MRI for challenging cases
Another area of interest for the Faculty of Physics are scans of hard-to-access organs, such as the liver or the heart, or body parts with a complex structure, such as wrists. Over the first year of working on the project, the researchers focused on producing high-quality images of hands and wrists. Dr. Bendahan explains that wrists have a complex anatomy and very delicate and small joints, which makes it challenging to acquire their images and even more so to analyze them. However, for certain conditions, such as arthritis and rheumatism, it is crucial to monitor what happens to joints and if their cartilage has thickened.
“We aimed to create a method for identifying the thickness of joints and cartilage, as this kind of information could really come in handy when treating hand diseases.
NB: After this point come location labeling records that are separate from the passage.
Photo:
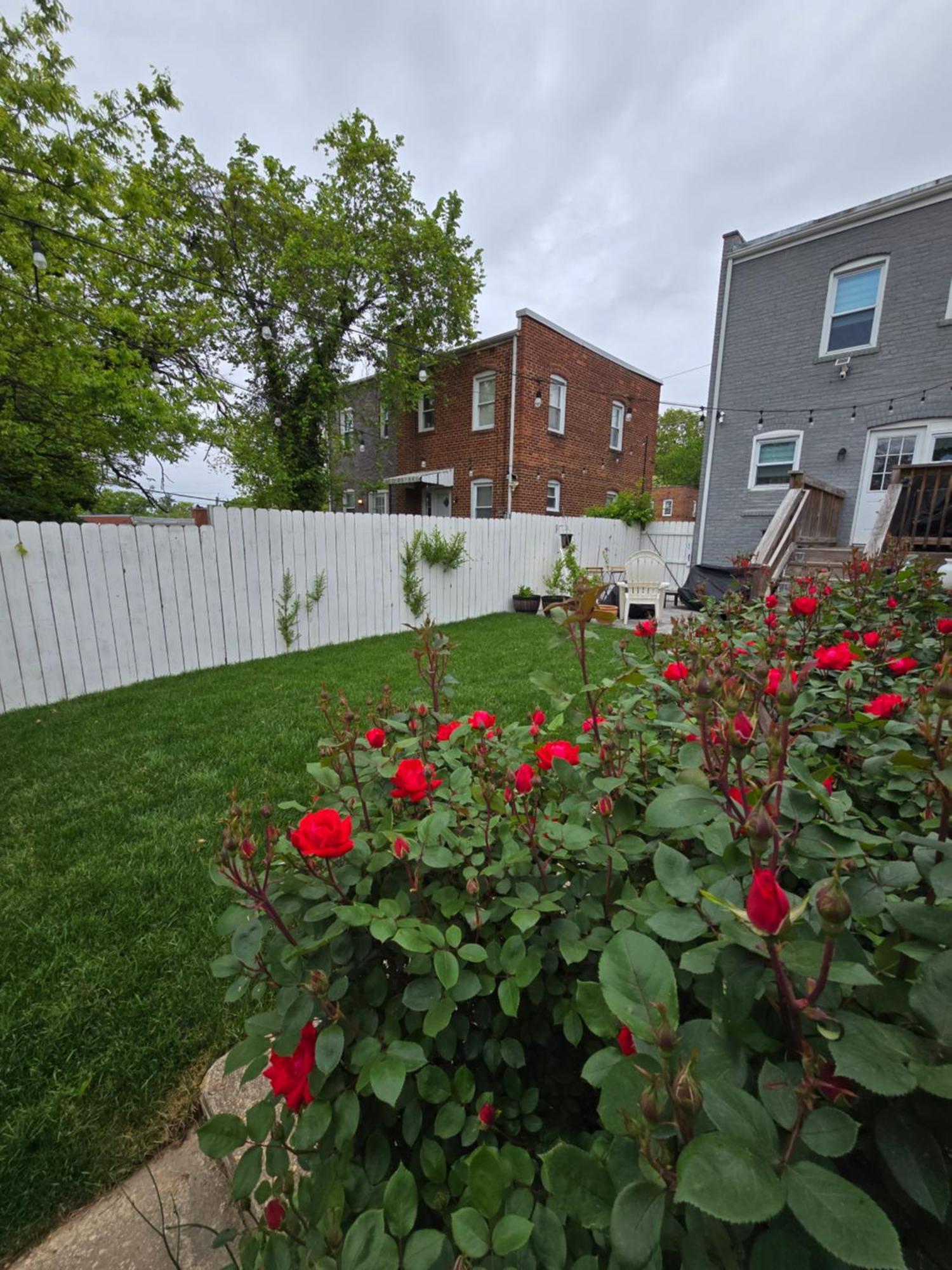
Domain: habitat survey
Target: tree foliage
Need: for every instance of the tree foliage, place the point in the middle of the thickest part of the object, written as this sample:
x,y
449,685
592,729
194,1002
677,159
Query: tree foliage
x,y
681,443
We’ve developed an algorithm based on AI that can precisely identify the thickness of various segments of wrists and their joints based on a simple 2D MR image,” explains David Bendahan.
Such indicators are referred to as biomarkers and they are specific for every illness. In case of rheumatism, it’s cartilage thickening in wrist joints. The researchers are planning to learn to use similar biomarker-based quantitative methods for liver and heart diseases.
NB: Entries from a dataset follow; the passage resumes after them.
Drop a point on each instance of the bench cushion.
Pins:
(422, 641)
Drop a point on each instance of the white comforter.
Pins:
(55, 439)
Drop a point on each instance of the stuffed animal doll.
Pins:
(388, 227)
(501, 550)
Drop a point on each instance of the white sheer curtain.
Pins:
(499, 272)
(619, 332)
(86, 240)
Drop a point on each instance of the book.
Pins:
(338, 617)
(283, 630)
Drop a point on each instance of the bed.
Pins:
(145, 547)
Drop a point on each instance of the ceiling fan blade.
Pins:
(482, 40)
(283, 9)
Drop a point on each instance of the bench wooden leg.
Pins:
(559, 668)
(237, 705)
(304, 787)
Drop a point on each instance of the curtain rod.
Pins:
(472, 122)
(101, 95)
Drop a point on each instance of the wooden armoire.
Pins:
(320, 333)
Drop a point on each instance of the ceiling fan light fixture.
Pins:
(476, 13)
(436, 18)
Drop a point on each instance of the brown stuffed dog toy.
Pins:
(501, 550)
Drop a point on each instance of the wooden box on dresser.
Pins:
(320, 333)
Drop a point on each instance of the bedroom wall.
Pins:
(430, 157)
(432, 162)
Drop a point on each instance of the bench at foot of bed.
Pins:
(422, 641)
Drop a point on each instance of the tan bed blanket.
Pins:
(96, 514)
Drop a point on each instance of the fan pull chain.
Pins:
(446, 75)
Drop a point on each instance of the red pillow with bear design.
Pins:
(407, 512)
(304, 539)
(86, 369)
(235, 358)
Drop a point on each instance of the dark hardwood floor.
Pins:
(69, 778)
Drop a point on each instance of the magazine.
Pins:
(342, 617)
“Specialists have long known about the quantitative biomarkers for many diseases of the liver and the heart, such as, for instance, the percent of collagen-containing tissue in a liver sample. However, the very need to obtain a sample makes this biomarker hard to acquire, as well as potentially dangerous for the patient. That’s why now researchers are looking for non-invasive biomarkers that are mostly acquired using various diagnostic procedures (MRI, CT, ultrasound imaging) or laboratory tests (such as that of the blood serum). For instance, the controlled attenuation parameter (CAP) for the ultrasound, which is completely non-invasive, is used to diagnose fatty liver disease,” explains Mikhail Zubkov.
Networking is key
One of the goals of this megagrant project is to improve the communication between scientists and clinicians. Dr. Bendahan admits that it’s not a simple task because it can be hard for experts in completely different fields to see eye to eye with each other. However, such collaborations are necessary in order to achieve new scientific solutions to be implemented into the daily healthcare practice.
“Even before securing the Megagrant, the team of the Faculty of Physics had experience in developing MRI devices, but they had only a few connections with clinical specialists. This new project is a unique opportunity to have clinicians on board and to strengthen the links between physicists and medical staff. We have already welcomed several specialists from the Almazov National Medical Research Centre on the project. In the future, we are planning to grow this into a nation-wide collaboration,” concludes David Bendahan.